Y después de los pioneros, de las marcas que iniciaron la historia del automóvil en España, vamos a repasar otras marcas que a lo largo de los años fueron surgiendo, escribieron su capítulo más o menos grande dentro la historia, y acabaron por desaparecer, cada una de ellas por diversos motivos. Son las desaparecidas, y esta es la historia de cada una de ellas.


ABADAL. Francisco Serramalera Abadal, más conocido simplemente como Francisco Abadal, nació en Barcelona en 1880. Fue un reconocido ciclista profesional a finales del siglo XIX, deporte gracias al cual se hizo con un pequeño capital y se introdujo en el mundo del automóvil, en todas sus facetas: aficionado, piloto, comercial y constructor. En 1901 abrió el Auto Garaje Central en la calle Consejo de Ciento de Barcelona, un establecimiento dedicado a la venta, mantenimiento y reparación de automóviles, motocicletas y, por supuesto, bicicletas.

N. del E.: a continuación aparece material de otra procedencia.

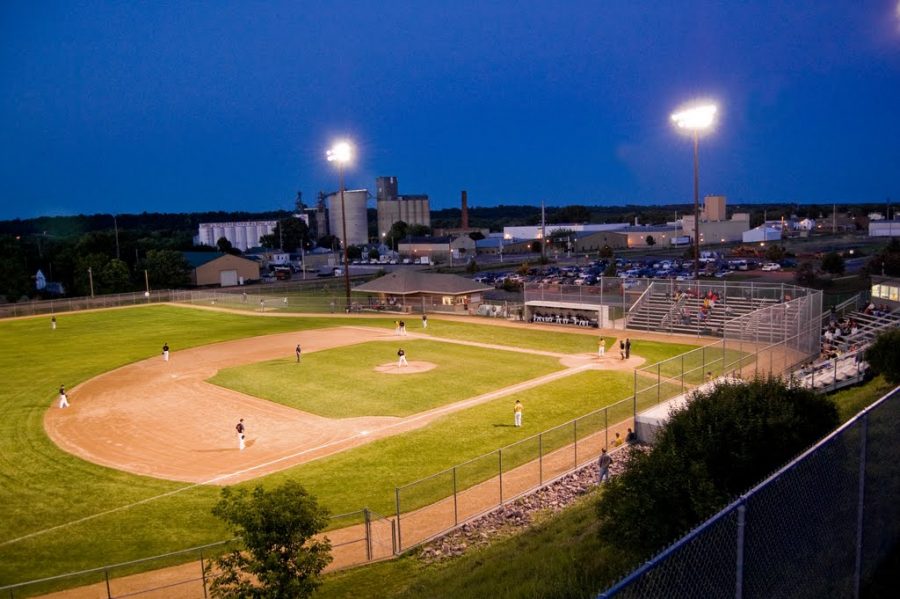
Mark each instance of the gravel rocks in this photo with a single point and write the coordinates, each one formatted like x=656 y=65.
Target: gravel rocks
x=514 y=517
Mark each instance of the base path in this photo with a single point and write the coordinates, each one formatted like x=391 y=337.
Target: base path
x=163 y=419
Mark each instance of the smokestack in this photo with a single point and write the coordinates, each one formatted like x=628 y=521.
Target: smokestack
x=465 y=211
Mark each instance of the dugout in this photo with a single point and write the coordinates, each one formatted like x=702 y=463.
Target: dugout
x=568 y=313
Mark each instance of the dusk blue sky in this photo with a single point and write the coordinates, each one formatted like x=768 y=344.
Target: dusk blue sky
x=125 y=107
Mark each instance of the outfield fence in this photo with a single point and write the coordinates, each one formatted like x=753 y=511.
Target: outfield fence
x=816 y=528
x=356 y=538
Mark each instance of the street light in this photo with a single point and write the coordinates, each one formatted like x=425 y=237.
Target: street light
x=342 y=153
x=695 y=119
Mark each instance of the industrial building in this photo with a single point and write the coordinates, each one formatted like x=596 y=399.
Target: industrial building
x=242 y=235
x=412 y=209
x=714 y=228
x=212 y=268
x=355 y=209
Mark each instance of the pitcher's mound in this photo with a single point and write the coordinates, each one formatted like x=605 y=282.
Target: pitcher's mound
x=413 y=368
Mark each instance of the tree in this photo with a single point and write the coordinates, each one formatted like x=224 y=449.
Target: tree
x=775 y=253
x=805 y=275
x=279 y=557
x=887 y=261
x=884 y=355
x=114 y=277
x=167 y=269
x=398 y=231
x=723 y=443
x=418 y=231
x=833 y=263
x=224 y=245
x=292 y=233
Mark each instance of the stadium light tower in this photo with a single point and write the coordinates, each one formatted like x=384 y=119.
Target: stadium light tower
x=342 y=152
x=696 y=119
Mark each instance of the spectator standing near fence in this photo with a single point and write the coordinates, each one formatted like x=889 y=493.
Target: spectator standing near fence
x=603 y=463
x=63 y=398
x=241 y=429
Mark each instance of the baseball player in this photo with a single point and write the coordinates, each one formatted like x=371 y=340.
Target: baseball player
x=63 y=398
x=240 y=430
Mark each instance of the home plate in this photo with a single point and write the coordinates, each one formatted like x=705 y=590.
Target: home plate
x=413 y=368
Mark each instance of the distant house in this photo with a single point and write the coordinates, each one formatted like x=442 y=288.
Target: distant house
x=411 y=290
x=437 y=249
x=226 y=270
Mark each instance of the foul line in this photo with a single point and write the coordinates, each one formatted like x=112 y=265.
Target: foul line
x=431 y=413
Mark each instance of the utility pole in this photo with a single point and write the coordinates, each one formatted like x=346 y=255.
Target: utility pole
x=116 y=225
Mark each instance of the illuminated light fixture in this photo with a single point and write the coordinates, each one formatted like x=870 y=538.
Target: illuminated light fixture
x=342 y=152
x=695 y=119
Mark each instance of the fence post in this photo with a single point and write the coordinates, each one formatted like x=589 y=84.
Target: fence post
x=500 y=468
x=541 y=458
x=606 y=427
x=203 y=575
x=455 y=506
x=399 y=536
x=860 y=508
x=739 y=560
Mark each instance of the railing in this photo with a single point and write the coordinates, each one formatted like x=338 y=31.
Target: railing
x=816 y=528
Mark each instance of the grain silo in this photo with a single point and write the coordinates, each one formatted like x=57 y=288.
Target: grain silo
x=355 y=209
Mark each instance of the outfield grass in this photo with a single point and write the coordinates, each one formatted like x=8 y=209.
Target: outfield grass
x=320 y=383
x=44 y=487
x=561 y=556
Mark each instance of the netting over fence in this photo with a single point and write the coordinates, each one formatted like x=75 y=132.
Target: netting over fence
x=816 y=528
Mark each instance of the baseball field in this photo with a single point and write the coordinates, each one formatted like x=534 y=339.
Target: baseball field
x=133 y=467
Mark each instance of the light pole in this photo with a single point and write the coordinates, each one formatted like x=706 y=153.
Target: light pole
x=341 y=152
x=695 y=119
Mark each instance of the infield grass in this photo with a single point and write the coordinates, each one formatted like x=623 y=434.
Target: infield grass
x=44 y=487
x=343 y=382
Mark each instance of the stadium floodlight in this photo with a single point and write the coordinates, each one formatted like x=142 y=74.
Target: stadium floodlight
x=696 y=119
x=342 y=152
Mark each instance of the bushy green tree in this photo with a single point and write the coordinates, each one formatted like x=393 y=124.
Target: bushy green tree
x=775 y=253
x=723 y=443
x=167 y=269
x=280 y=557
x=884 y=355
x=833 y=263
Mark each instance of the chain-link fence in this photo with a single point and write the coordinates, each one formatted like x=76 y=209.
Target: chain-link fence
x=816 y=528
x=356 y=538
x=74 y=304
x=432 y=505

Nada más crearse la empresa Hispano-Suiza, Abadal consiguió hacerse con un concesionario de la nueva marca en 1904, convirtiéndose en uno de los principales defensores e impulsores de la marca; a finales de ese mismo año, con un T20, hizo debutar a Hispano-Suiza en el mundo de la competición, consiguiendo batir el récord en la subida a la Rabassada, efectuando el recorrido de 6,5 Km. en un tiempo de 8 minutos y 25 segundos, a un promedio de casi 50 Km/h, con una velocidad punta de 87. En abril de 1905, sabedor de que el Rey D. Alfonso XIII, gran entusiasta de los automóviles, va a realizar una subida al castillo de Sagunto, se desplazó con un T20 hasta tierras valencianas, y esperó a la comitiva real al inicio de las rampas de ascensión al castillo; una vez la comitiva hubo pasado, arrancó y se permitió el lujo de adelantarles con total facilidad, esperando en la cima. De esta curiosa forma Abadal consiguió que el Rey se interesase por el vehículo y que a partir de ese momento se convirtiera en un incondicional de la marca española. Algo más tarde, en mayo de 1906, organizó y encabezó una caravana de automóviles que desde Barelona acudió a Madrid a rendir homenaje a Alfonso XIII ante su inminente boda.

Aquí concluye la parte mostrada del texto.